Cardiac trauma

Case contributed by Heather Pascoe
Diagnosis certain

Presentation

MVA. Post laparotomy which was negative

Patient Data

Age: 90 years
Gender: Male

Chest, Abdomen and Pelvis

ct

Chest

  • ETT. Bilateral ICCs – the left ICC is kinked.
  • Small bilateral hemopneumothoraces. The left directly communicates with the chest wall through a displaced fracture of the 5th rib.
  • Sternotomy wires are ununited (chronic).
  • Traumatic right ventricular outflow tract/pulmonary trunk injury with pseudoaneurysm formation and anterior mediastinal hematoma.
  • Small volume anterior pericardial hematoma.
  • Adjacent displaced sternal fracture with chest wall hematoma.
  • Bilateral lower lobe consolidation. 
  • Right middle lobe and the lingular contusions.
  • Left sided 3rd-11th rib fractures, with flail segments involving the 3rd and 4th ribs.
  • Right sided 4th-9th rib fractures.

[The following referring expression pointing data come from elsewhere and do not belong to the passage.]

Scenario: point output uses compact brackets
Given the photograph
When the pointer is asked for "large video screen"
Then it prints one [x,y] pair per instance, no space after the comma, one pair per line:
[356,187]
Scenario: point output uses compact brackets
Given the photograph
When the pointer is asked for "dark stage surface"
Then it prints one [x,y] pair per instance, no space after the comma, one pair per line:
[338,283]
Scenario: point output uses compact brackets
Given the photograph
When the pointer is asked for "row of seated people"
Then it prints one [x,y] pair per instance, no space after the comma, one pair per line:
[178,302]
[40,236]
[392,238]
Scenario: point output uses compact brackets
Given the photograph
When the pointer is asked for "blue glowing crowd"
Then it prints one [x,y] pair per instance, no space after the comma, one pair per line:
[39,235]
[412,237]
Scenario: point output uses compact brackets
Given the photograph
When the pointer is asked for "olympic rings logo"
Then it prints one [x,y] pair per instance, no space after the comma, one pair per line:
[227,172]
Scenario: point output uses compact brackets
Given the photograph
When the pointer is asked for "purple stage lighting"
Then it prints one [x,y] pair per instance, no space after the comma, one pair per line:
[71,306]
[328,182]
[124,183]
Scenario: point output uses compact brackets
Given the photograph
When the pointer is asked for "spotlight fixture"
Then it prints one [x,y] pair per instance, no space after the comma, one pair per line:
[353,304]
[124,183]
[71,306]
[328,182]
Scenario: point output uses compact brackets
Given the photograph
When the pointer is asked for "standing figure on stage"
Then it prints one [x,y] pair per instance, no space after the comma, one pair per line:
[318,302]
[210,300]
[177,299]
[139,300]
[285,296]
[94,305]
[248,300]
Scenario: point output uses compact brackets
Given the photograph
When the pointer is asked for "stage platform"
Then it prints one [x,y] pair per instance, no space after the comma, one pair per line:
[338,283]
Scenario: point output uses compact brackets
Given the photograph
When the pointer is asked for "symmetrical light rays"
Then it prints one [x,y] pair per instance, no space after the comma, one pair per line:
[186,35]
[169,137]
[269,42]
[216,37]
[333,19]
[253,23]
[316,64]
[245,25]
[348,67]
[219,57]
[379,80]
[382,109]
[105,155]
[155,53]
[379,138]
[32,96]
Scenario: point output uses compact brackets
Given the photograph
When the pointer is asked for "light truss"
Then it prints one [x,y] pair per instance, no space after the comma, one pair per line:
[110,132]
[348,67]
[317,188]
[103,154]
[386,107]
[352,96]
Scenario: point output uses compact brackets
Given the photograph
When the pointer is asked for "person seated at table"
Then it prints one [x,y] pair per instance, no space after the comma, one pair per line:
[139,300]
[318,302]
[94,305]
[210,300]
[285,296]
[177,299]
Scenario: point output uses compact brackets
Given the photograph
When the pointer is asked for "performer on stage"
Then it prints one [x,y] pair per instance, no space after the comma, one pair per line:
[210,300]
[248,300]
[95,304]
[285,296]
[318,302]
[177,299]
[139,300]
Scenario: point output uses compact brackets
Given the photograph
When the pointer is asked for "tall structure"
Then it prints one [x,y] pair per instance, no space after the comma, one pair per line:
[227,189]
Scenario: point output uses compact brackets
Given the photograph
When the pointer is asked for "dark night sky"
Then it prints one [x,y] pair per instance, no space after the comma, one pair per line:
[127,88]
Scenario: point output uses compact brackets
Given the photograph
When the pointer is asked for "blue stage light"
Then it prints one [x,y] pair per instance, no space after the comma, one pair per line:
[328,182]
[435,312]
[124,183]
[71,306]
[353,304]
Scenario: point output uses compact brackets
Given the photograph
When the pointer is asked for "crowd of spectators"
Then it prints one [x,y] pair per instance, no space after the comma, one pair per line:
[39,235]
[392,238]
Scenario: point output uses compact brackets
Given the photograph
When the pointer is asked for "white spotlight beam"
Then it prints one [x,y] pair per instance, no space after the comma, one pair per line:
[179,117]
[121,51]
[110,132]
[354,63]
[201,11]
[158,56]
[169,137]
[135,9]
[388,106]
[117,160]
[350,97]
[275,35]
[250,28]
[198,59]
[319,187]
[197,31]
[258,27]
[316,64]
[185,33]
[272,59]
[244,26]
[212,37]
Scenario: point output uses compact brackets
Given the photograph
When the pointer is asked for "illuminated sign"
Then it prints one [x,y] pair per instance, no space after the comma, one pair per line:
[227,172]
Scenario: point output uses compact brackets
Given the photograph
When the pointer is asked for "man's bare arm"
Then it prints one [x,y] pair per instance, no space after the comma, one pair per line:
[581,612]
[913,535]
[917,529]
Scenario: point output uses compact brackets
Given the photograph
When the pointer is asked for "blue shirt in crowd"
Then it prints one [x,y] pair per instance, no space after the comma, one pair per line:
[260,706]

The 7th and 8th are comminuted. There are also undisplaced right 11th and 12th fractures.
  • Right crus hematoma - diaphragmatic rupture suspected.
  • Abdomen/Pelvis

    • Gas post laparotomy.
    • IDC and left femoral arterial line.
    • Small fluid collection surrounds the lower pole of the left kidney with associated perinephric stranding and thickening of the posterior, and to a lesser extent the anterior, pararenal fascia. This most likely represents a ruptured left renal cyst.
    • Left psoas hematoma and minor retroperitoneal hematoma - no pancreatic/duodenal injury noted.
    • Periportal edema is likely related to the aggressive fluid resuscitation.

    Thoracolumbar spine

    • L1 Chance fracture with retropulsion of the inferior fragment resulting in at least 50% spinal canal narrowing. The fracture extends into the superior articular processes bilaterally. L1 spinous process and bilateral transverse process fractures.
    • Dislocation of the T12/L1 facet joints bilaterally.
    • Fracture of the left T12 inferior articular process.
    • L2 superior endplate compression fracture and right L2 transverse process fracture.

Case Discussion

Cardiac injury is one of the most lethal injuries in thoracic trauma. Any of the structures around the heart can be injured. Thus injuries include: traumatic pericardial effusions, pericardial lacerations with or without cardiac luxation (herniation), myocardial transmural or papillary muscle rupture, valvular dysfunction and coronary artery injury 1. Any pericardial effusion detected in the trauma setting must be assumed to be hemopericardium until proved otherwise 1

In penetrating wounds to the mediastinum, the heart, great vessels, trachea, esophagus and bony cage of the thorax can all be injured concomitantly. The right ventricle is most commonly injured due to its anterior position in the mediastinum followed by the left ventricle, right atrium then left atrium in penetrating injuries 2.

CT findings of cardiac injury include: hemopericardium, pneumopericardium, pericardial or myocardial lacerations, contrast extravasation into the pericardial sac or mediastinum and displacement of the heart due to cardiac herniation 3 

When a Chance fracture is identified, the abdominal viscera must be carefully inspected as associated intestinal and solid organ injuries are common, especially upper retroperitoneal injuries involving the pancreas and duodenum.